Я не знал, что для нее можно сделать. Она лежала в отделении в то время самого знаменитого гематолога Кассирского. Ее лечащим врачом был мой старый знакомый и тоже, как говорили, замечательный врач Лев Идельсон. Я его спрашивал о состоянии Фаины, он отвечал уклончиво, и я все еще не представлял себе, что она обречена. После выписки из больницы я ее не мог приютить, сам был бездомным. Отправил ее в Запорожье к Лене, дочери моего уже покойного брата Вити. Когда сажал ее в вагон, она опять спросила: «Как ты думаешь, я – не жилец?»
Любовь до гроба и после гроба
О том, что Камил болен раком, я впервые услышал в Штокдорфе вскоре после своего шунтирования и возвращения из больницы. Мне сказали, что он лежит в клинике в Кёльне, куда его устроил Лева Копелев. Мы с Ирой навестили его там. Он был худ и бледен, спокойно говорил о неизбежности близкого конца. Я и в данном случае, держа в памяти случай с отцом, не верил, что это так фатально. Потом была встреча в Москве. Одна-единственная. У меня был такой плотный график, что я только единожды выбрался к нему. Он выглядел лучше, острил, рассказывал анекдоты, и я покинул его в уверенности, что он выкарабкивается.

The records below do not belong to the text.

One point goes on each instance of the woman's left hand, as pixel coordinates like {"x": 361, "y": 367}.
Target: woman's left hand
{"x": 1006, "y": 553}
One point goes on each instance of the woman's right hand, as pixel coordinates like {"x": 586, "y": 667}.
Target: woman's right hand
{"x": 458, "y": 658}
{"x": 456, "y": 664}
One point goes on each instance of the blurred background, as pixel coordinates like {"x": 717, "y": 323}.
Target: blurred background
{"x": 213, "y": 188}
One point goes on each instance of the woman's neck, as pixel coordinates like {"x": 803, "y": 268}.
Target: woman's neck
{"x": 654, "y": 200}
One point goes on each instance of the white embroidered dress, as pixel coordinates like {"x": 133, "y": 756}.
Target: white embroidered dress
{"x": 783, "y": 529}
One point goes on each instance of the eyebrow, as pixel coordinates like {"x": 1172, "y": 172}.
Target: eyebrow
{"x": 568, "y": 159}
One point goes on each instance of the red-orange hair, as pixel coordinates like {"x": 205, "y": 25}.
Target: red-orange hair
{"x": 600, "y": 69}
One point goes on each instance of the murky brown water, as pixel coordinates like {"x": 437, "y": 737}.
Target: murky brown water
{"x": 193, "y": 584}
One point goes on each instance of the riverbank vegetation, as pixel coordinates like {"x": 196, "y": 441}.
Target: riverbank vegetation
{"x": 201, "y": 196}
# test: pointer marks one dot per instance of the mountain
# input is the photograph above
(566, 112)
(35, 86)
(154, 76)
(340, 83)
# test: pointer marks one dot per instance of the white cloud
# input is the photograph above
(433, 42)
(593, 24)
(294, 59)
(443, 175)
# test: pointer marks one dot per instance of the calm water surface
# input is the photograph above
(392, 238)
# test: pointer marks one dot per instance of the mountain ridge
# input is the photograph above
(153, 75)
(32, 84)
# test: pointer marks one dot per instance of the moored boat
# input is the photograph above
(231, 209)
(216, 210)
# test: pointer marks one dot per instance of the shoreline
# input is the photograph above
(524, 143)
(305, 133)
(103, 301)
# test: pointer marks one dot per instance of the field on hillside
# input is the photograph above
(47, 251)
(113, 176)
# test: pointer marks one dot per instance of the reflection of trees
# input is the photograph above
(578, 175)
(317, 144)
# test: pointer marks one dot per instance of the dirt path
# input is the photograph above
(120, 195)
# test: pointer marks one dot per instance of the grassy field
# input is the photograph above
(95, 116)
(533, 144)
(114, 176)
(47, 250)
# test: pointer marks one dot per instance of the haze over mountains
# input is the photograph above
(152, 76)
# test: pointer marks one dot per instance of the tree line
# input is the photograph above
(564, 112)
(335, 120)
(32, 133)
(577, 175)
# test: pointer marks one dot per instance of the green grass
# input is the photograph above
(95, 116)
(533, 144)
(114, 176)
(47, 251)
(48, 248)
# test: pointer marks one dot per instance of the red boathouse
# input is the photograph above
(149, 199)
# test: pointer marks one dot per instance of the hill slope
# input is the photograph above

Мой билет первого класса в Москву и обратно стоил почти ничего. Кажется, тысячу рублей, что по реальному курсу было не больше 100 долларов. На обратном пути был обед с коньяком. Стюардесса налила мне стаканчик. Я выпил, закусил, заснул. Проснулся, стаканчик был опять полон. Выпил, заснул, проснулся – опять полный. Так что я вернулся в Мюнхен выспавшись, сильно навеселе и с клюшкой, потрясшей встречавших меня Иру, Люду и Эрика Зориных, а затем и аптекаря.
Я вернулся в Штокдорф, полный радужных надежд на ближайшее будущее. Еще не успел приехать, а Москва атаковала меня новыми приглашениями и предложениями. С предвкушением чего-то хорошего я развернул очередную телеграмму и прочел в ней всего два слова: «Faina umerla». Моя бедная сестренка! Ее жизнь была короткой и безрадостной.